A team of scientists has shown that metallic silicon nanowires (Si NWs) grown on a Ag surface undergo an oxidation process that is remarkably similar to the combustion process in a burning match [De Padova et al., Nano Lett. (2008), doi:10.1021/nl800994s].

The oxidation of silicon is an important issue in many areas of physics and technology, since the interface between Si and SiO2 plays a significant role in microelectronics devices. With the trend toward the nanoscale, the role played by this interface, therefore, becomes pivotal.

Now, a collaboration between researchers in Italy and France has made a significant breakthrough in understanding this system at small length scales. Using scanning tunneling microscopy (STM) and high-resolution Si 2p core-level photoelectron spectroscopy (PES), the team was able to follow the oxidation process in Si NWs with an unprecedented level of accuracy.

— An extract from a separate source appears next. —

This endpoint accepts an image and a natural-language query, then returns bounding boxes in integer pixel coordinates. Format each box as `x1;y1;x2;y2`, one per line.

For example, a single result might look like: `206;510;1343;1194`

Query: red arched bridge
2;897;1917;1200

“We have been able to prove that the oxidation process starts at the extremities of the Si NWs and that surprisingly, it develops along the lengths of the wires, similar to a propagating flame front,” says Paola De Padova, from the Istituto di Struttura della Materia in Rome, Italy.

“The oxidation front creates a moving internal junction between the oxidized part, where a region of Si in the +4 oxidation state (SiO2) grows at the expense of the unaltered metallic part. Our Si 2p core-level PES data shows that there is a narrow region at the Si-SiO2 interface in which the +1, +2, and +3 oxidation states coexist.”

De Padova tells Materials Today that this work is part of a long standing interest her team has in Si NWs. Their development of 1.6 nm thick nanowires grown on Ag(110) surfaces led them to the present discovery and they have future plans to study the system in the presence of dopants.